A common method for measuring glucose levels is with a finger prick. This can be done several times a day, with a drop of blood placed onto a test strip and inserted into a blood glucose monitor. The monitor provides a reading of the current blood sugar level, which will then be used to determine diet, exercise, and medication use.

Continuous Glucose Monitoring

A new option available is a continuous glucose monitor (CGM). This non-invasive alternative replaces the prick with a small sensor. The sensor is attached to the skin with a thin, flexible filament, allowing for continuous blood sugar level monitoring throughout the day with little to no input from the wearer.

There are a number of options available, with dedicated monitors that report readings in real-time, as well as apps that can be downloaded to a phone or tablet that can let you see your results at a glance.

Great for Seniors

This type of monitoring can be very beneficial for seniors.

By providing real-time glucose readings, both throughout the day and night, seniors can make more informed decisions regarding their management options. With up-to-date readings always on hand, there is less risk of complications due to high or low blood sugar levels.

The monitors are also great for giving alerts, providing peace of mind to both seniors and their caregivers. This can be especially beneficial to those who may have difficulty recognising the symptoms of low or high blood sugar, including confusion, dizziness, and weakness. Seniors with mobility or vision issues that make it difficult to perform finger pricks, or who may have cognitive impairments making it hard to test their blood sugar regularly, will also no longer be at increased risk of complications.
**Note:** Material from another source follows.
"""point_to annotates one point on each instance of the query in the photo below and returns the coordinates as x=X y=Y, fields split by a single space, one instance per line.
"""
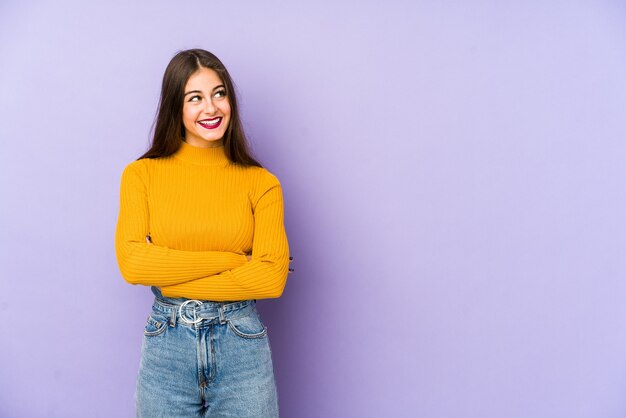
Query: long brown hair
x=169 y=129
Another benefit for seniors living with diabetes is the freedom from continuous glucose monitoring can give them. Planning their day and managing their condition becomes so much easier.

Managing diabetes can become more challenging as you age due to natural processes, additional health issues, medication, as well as lifestyle factors. To manage diabetes effectively, seniors may need additional support and resources. Speak to your doctor about new treatment and
monitoring options that may be available to you.